Gating strategy use to determine the phenotype of effector cells (left) in FCC assays. NK cells and T cells are identified by their surface markers. On the right, NK cells and T cells are identified as CD69⁺ or Granzyme B⁺ cells in a sample of PBMC tested at 50:1 E:T ratio. NK cells show early activation and increase of the Granzyme B level, while CD69 expression and Granzyme B levels remain low in T cells after 3h incubation. This phenotype suggests that NK cells are the active cells in this assay.

Amnis images of NK cells and T cells interacting with K562 targets in the FCC assay. In A, PBMC of a normal donor are tested in the FCC assay at the E to T ratio of 6:1. In the upper left panel targets and effectors are identified on the basis of CTO staining. The targets are scored for 7-AAD uptake (killing) in the top right histogram. The brightfield aspect ratio in live (orange histogram) and dead (yellow histogram) targets reveal the presence of a high proportion of cell doublets and clusters among the dead targets. The aspect ratio measures the ratio of the width to the length of imaged objects. An aspect ratio close to 1 indicates a round object. Smaller aspect ratios indicate an elongated object, such as is formed by a cluster of two or more cells. In the bottom left histogram, a lymphoid population is defined among the CTO negative cells. There are further subdivided into NK cells (CD3- CD16+56+) and T cells (CD3+) in the bottom center histogram. In the upper right panel, the bright field image of live target cells; in the lower right panel, a bright field image of dead targets, showing the presence of a high proportion of cell doublets or clusters among the dead targets. In B, individual images of 7-AAD+ (killed) targets from the same assay (left) and binding of the NK cell or T cell to K562 targets (right). In C, individual images of live (7-AAD negative) targets with an enlarged image of the NK cell interacting with a live target. In D, individual images of 7-AAD+ targets interacting with effector cells at the 50:1 ratio. An enlarged image of a cell cluster shows the presence of NK cells and T cell conjugated a dying target.

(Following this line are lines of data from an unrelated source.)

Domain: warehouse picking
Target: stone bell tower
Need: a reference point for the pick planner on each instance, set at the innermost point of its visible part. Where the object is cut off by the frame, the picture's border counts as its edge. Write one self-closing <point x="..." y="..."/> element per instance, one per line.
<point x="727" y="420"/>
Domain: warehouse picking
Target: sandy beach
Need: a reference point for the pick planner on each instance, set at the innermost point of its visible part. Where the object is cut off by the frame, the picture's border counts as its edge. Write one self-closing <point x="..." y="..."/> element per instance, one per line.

Measurement of spontaneous release of the dye from labeled K562 cells. A representative experiment of 9 performed with PBMC of normal donors.

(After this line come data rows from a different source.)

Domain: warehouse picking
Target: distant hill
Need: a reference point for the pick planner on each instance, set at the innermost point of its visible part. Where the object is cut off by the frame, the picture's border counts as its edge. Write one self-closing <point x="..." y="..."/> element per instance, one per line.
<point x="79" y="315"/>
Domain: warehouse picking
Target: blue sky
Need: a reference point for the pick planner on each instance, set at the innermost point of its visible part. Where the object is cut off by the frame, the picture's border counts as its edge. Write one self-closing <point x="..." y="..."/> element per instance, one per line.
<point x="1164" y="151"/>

FCC assays performed for different co-incubation time periods using PBMC as effectors and K562 cells as targets. Representative data obtained with PBMC from one of 11 normal donors tested.

Biologic variability in NK cell cytotoxicity detected in a FCC assay with K562 cells. PBMC were obtained from the same normal donor on days 1, 30 and 99. On days 30 and 99, the FCC assays were done in triplicate. Data from a representative donor of 4 tested.

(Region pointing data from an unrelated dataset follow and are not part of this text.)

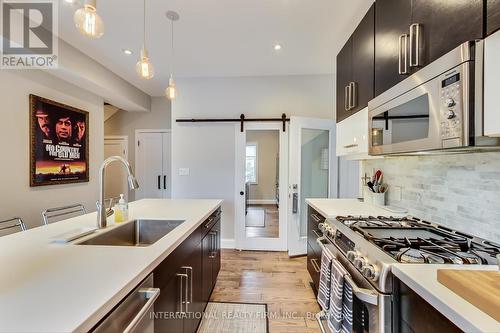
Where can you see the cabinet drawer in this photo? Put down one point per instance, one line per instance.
(313, 266)
(167, 268)
(207, 225)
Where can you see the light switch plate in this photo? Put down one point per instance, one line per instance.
(397, 193)
(183, 171)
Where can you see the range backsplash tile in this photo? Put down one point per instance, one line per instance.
(458, 191)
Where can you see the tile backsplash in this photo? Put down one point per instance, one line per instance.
(458, 191)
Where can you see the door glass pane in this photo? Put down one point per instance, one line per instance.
(406, 122)
(314, 170)
(262, 175)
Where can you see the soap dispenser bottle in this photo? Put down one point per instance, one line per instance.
(121, 210)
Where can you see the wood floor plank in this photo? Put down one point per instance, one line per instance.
(272, 278)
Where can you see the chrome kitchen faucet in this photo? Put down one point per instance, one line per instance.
(132, 183)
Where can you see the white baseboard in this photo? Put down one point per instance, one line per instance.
(262, 202)
(227, 243)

Comparisons of slopes and intercepts obtained from analyses of data obtained in normal donors (n = 11) and patients with cancer were tested with K562 targets. PBMC of 12 normal donors were stimulated in the presence of IL-2 and tested for LAK activity with Daudi targets. A line of equality (slope = 1) is drawn on each graph for reference. In all three groups, the individual intercepts are greater for the FCC assay than CRA.

Gating strategy used to evaluate conjugate formation between tumor targets and effector cells. In A, single cells (not doublets) are discriminated from cell doublets on the basis of forward scatter integral versus forward scatter peak height. Cell doublets have relatively smaller peak height for a given peak integral. Among doublets, those with highest integral forward scatter contain K562 target cells. In this reaction at the E:T ratio of 50:1 only 1.43% cells form conjugates. In B, doublets in the gate are discriminated into those that contain targets and those that do not. In B1, gate is set on targets in the doublets to determine percentages of doublets containing NK cells or T cells. Tumor-NK conjugates are the most numerous. In B2, gate is also set on targets in the doublets to determine percentages of dead (7-AAD+) targets. Nearly all conjugated targets are alive (i.e., 7-AAD-negative) after 3h of co-incubation. In C, gate is set on cells not in doublets to distinguish uncomplexed targets. In D, gate is set to determine percentages of dead (7-AAD+) targets not in doublets.